To address your concern, I think the problem is that a) the address is publically available in your country, and b) your police is so violent that they weaponize prank calls to lethal threats. That's an issue of shit policing.
The idea that you can exercise power in society and have zero accountability and demand to stay anonymous is either a) an cyberpunk fantasy, or b) a cleptocrat's dream.
The owner of the company being anonymous or not is not relevant here. These things can be done by people other than the owner and these people are already anonymous.
>That's an issue of shit policing.
It's an issue with every service. You can get prank pizzas, prank Uber eats, prank door dash, prank packages, prank letters (glitter, stinky, etc), etc. Almost no one ever validates addresses before a service uses them.

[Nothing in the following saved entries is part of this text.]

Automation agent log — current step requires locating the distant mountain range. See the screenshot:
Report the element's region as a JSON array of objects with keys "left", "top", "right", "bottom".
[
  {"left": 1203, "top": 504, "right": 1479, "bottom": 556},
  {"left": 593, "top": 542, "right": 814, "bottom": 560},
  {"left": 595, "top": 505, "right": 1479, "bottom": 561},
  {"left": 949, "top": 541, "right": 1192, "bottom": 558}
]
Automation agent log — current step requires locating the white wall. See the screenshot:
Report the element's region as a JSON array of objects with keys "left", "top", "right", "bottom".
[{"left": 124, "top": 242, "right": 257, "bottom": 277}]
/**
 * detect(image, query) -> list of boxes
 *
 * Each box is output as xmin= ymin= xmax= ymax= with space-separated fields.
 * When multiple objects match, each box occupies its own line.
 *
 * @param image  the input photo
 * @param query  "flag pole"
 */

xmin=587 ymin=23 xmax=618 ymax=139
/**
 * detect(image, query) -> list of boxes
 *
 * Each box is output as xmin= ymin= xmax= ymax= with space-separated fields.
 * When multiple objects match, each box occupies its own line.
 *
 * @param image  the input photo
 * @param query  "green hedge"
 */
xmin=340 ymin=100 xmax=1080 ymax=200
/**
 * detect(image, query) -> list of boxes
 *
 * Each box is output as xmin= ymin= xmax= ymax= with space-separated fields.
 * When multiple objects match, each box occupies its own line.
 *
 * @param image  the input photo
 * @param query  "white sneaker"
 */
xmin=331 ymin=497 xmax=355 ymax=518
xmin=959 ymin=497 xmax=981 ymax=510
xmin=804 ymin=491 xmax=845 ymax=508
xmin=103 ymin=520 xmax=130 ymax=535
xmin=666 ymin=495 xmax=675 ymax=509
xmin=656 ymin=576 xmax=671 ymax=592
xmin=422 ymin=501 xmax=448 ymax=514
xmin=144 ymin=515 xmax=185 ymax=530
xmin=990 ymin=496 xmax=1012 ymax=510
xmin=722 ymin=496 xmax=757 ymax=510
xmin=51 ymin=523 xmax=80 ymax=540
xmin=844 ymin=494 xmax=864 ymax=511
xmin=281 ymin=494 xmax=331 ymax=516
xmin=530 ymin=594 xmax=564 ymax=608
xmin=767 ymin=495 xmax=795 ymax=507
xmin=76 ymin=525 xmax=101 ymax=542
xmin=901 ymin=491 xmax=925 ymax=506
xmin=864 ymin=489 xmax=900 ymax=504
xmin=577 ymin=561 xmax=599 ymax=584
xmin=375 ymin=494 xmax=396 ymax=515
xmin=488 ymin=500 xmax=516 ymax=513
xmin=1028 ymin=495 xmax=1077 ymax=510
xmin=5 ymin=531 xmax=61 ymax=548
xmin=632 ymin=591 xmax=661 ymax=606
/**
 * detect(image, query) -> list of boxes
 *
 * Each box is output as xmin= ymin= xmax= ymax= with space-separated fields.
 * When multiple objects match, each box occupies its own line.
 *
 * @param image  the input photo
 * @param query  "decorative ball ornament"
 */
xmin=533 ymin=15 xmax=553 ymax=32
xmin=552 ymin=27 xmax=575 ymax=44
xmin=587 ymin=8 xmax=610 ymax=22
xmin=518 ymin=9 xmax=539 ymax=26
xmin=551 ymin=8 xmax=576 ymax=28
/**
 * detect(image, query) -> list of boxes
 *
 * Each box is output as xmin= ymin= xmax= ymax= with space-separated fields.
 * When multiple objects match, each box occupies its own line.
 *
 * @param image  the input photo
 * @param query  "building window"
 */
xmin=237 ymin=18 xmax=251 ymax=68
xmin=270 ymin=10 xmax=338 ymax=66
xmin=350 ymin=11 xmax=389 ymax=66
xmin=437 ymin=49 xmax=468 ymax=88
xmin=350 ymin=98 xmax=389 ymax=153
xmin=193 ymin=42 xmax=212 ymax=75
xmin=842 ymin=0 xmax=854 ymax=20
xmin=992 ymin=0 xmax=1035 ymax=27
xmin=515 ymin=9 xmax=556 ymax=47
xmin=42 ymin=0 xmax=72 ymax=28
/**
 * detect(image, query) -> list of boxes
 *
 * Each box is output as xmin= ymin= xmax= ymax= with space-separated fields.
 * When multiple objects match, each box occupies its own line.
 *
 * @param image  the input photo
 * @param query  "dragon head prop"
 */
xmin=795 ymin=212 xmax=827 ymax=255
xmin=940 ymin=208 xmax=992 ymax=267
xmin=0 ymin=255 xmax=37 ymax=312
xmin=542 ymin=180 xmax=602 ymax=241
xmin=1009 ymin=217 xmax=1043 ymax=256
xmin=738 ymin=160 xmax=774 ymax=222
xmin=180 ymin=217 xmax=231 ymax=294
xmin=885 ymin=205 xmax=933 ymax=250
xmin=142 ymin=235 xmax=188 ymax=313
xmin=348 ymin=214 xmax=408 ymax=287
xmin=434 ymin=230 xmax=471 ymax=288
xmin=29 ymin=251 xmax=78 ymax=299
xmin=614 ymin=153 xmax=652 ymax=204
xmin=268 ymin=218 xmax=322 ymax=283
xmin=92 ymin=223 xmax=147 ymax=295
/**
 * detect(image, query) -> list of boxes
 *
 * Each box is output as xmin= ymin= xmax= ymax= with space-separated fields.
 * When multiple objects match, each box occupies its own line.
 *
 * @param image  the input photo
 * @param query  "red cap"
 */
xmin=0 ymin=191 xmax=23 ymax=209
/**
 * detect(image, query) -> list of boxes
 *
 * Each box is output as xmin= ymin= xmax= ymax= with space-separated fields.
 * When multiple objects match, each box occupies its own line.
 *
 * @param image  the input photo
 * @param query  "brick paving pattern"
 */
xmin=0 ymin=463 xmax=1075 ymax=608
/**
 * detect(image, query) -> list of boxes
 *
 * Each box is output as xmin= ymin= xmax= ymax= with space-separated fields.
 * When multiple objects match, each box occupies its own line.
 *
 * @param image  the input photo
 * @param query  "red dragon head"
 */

>The idea that you can exercise power in society and have zero accountability and demand to stay anonymous
I never required the former. There could still be a process to make anonymously owned businesses accountable.
There's a lot of steps between "call from random kid" and "smash someone's door down" that cops choose not to take
Classic false equivalence. Being shot to death by overzealous and unaccountable swat teams is NOT the same as getting delivered a pizza you didn't order.
You really have to have a reality check when you go beyond the basics of using an LLC and structuring ownership and loans to make it very difficult to sue your company and make sure that these will really work in practice and not end with you being held in jail for contempt until you release the information.